Leavitt defendeu a ação, afirmando que a apreensão foi fundamentada em mandados federais e no respeitável cumprimento das sanções norte-americanas, e que a tripulação do navio poderá responder por eventuais violações a essas regras. Segundo ela, a iniciativa faz parte da “obrigação dos Estados Unidos de fazer com que nossas leis sejam respeitadas”.

Ela ainda buscou reforçar que o bloqueio e monitoração de petroleiros sancionados é parte de uma estratégia maior de Washington para pressionar o regime venezuelano e garantir a segurança das tropas americanas e interesses estratégicos no Hemisfério Ocidental. Esse movimento intensificou críticas de aliados e adversários em todo o mundo — incluindo China e Rússia, que acusam os EUA de hostilidades e de violar o direito internacional.

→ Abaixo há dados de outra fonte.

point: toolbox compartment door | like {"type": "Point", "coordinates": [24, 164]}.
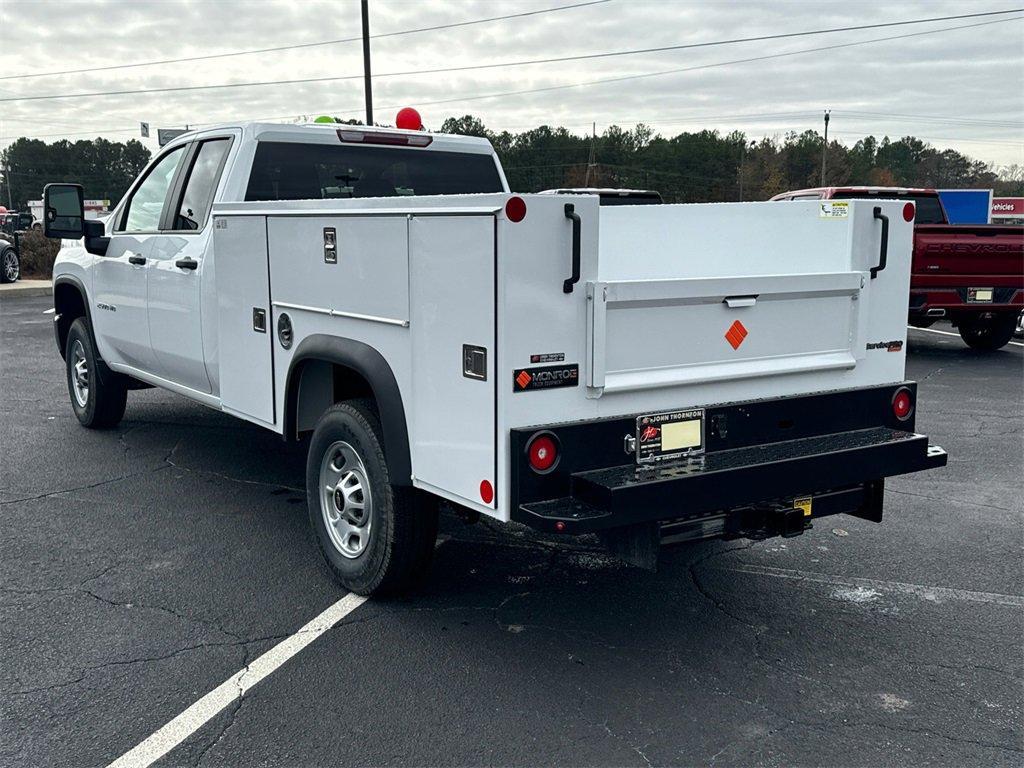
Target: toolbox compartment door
{"type": "Point", "coordinates": [656, 333]}
{"type": "Point", "coordinates": [245, 322]}
{"type": "Point", "coordinates": [452, 275]}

Reprovações à política de Washington

Durante a coletiva, Leavitt reagiu às críticas à administração Trump, inclusive de figuras democratas e do atual presidente Joe Biden. Ela chamou de “hipocrisia” as reprovações de que a estratégia americana na Venezuela seria inadequada ou inepta, argumentando que muitos adversários políticos e até Biden defenderam, no passado, ações mais duras contra Caracas.

Leavitt enfatizou que, na visão da Casa Branca, Trump está “cumprindo promessas de longa data de fazer Maduro responder pelos seus atos”, reforçando a narrativa de que a política de Washington visa proteger tanto os norte-americanos quanto o povo venezuelano.

Relatos da imprensa internacional lembram que o uso de sanções econômicas, bloqueios e operações navais contra navios destinados à exportação venezuelana já vinha sendo uma tática empregada pelo governo Trump desde meados de 2025 em diante para enfraquecer o regime de Maduro e seu apoio externo — especialmente de aliados como Rússia, que criticam veementemente as ações.

Anexação da Groenlândia

Ao ser questionada sobre a Groenlândia, território autônomo pertencente à Dinamarca e de grande importância estratégica no Ártico, Leavitt reiterou que os Estados Unidos continuam explorando “diversas opções” para garantir o que o governo considera a segurança nacional do país no norte. Ela ressaltou que qualquer proposta em relação à aquisição ou controle da ilha — incluindo o uso potencial de força militar — permanece na esfera de considerações estratégicas, sem descartar nenhuma possibilidade concreta.

“A utilização das forças armadas dos Estados Unidos está sempre à disposição do Comandante-em-Chefe”, disse Leavitt, em tom que ressaltou tanto a determinação quanto a incerteza que cercam a postura de Washington.

Por fim, Leavitt deixou claro que a administração Trump está focada em suas prioridades estratégicas — pressionar a Venezuela, aplicar sanções e explorar todas as opções sobre a Groenlândia — sem dissipar boatos ou confirmar ações específicas com detalhes concretos.

“Nada está descartado, mas nada foi decidido”, afirmou em resposta às perguntas dos jornalistas, mantendo no ar o suspense sobre os próximos passos da política externa americana.